The two interlocutors—an androgynous art student with a thick accent and an African American actress, both hired by the artist—never inquire directly about political parties or current events, but the responses they receive are perhaps unsurprisingly, given the political climate, addressed largely to these subjects nevertheless. Interviewees from all walks of life (a socialite; Bill Ayers; a bus driver; George McGovern), invited to respond to such questions as “Who is your public?”; “What does free speech mean?”; “Are you politically active?”; “What do you expect from your fellow citizens?”; and “What do you hold strong opinions about?,” offer answers—passionate, aggressive, apathetic—that run the gamut, with succinct articulations of the failure of American democracy segueing into adamant affirmations of the Bush administration’s policies. Two city kids convey their surprise at being asked to share their opinions at all, while an angry protester chastises the women attempting to interview him, accusing them of not asking sufficiently serious questions at such a critical moment.
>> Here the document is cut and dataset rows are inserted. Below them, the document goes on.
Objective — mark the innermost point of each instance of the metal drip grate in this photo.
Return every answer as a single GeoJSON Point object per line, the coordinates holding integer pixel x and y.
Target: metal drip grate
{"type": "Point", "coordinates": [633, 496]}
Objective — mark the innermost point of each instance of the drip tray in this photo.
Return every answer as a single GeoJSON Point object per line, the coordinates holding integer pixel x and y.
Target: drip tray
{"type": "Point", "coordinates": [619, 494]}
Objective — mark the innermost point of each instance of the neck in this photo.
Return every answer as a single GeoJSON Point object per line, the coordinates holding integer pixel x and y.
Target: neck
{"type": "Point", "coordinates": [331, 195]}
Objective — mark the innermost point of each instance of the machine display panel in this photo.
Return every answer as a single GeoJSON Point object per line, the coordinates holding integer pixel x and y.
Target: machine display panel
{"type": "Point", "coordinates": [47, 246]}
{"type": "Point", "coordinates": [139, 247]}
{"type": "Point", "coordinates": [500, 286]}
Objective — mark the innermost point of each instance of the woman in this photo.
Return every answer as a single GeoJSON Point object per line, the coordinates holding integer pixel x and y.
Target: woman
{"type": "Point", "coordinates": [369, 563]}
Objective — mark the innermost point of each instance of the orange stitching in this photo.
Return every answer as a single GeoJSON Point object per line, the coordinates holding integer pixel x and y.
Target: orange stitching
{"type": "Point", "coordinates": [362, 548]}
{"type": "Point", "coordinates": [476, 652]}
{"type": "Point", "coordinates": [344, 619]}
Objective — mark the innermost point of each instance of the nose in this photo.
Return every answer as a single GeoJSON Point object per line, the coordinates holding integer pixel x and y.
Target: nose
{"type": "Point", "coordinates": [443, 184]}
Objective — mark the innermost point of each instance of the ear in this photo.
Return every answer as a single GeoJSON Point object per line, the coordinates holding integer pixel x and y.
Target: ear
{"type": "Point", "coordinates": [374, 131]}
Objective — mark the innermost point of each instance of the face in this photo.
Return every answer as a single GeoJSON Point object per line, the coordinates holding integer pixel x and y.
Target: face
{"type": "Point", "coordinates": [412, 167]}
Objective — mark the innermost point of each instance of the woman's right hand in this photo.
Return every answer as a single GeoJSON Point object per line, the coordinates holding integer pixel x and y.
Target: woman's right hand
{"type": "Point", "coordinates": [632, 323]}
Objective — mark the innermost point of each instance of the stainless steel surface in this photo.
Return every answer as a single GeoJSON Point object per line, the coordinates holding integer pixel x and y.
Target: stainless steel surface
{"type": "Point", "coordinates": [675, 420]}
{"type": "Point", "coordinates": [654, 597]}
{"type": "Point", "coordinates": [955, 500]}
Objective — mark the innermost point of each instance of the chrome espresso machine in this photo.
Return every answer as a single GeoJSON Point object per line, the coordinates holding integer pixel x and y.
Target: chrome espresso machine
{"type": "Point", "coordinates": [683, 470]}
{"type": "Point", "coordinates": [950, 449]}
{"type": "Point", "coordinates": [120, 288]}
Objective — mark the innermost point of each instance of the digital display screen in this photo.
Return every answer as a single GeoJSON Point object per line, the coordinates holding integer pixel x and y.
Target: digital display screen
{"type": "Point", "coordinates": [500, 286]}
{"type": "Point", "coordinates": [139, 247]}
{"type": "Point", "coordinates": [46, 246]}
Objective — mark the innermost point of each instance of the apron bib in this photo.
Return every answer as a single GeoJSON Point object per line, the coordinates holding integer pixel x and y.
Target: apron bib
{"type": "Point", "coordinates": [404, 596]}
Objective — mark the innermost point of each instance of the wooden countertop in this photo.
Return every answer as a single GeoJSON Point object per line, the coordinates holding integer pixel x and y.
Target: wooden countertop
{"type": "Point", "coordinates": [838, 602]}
The footage compellingly refuses to add up to anything holistic but instead conveys the feeling of a topical mapping, displaying the shifting contours of a “public” made up of so many particulars. Presented as four projections (impossible to see simultaneously) and a monitor on which a slightly out-of-synch transcript appeared, After Before offered a kind of disjunctive concurrence. One had to perpetually reorient one’s body in order to ascertain which projection linked up (momentarily) with the spoken words on the sound track; screens went suddenly blank; narratives were interrupted and new ones begun midstream.
Described as a “quasi-fictional, quasi-documentary research project,” After Before nods explicitly to 1960s cinema verité, particularly in its emphasis on the interpersonal and the political. Yet the fascinatingly “quasi” nature of the project has perhaps more to do with the performative than with film per se. Hayes, whose performance-based practice has long explored the vicissitudes, coercions, and resistances at the heart of subject formation, typically appears in her own work. But in After Before, she stays behind the camera, her surrogates each taking on the job of “interviewer” as a part to play but also as a role made real through enactment.
After Before operates as neither an after-the-fact proclamation nor a preemptive warning, but rather as a literalization of the desire—and the need—for public discourse. Interestingly, during the show’s run, the artist also presented documentation of in the near future, a work-in-progress commissioned by Art in General and which was slated to be part of the separate PERFORMA05 festival. For each of nine successive days, Hayes staged a solo protest in a different significant site around New York. On November 6, for instance, she stood at St. Patrick’s Cathedral (site of the famous 1989 ACT UP protest) with a placard reading I AM A MAN (a slogan borrowed from the 1968 Memphis Sanitation Strike); and while most of the signage was similarly borrowed from protests past, some evoked another kind of temporal dislocation, pointing toward possible future standoffs. A STOLEN ELECTION OR OTHER INTOLERABLE EVENT COULD SPARK MILLIONS TO THE STREETS IN A MASS REBELLION was the sign Hayes carried to Madison Square Garden on November 3. Thankfully, a lot of people had opinions about it.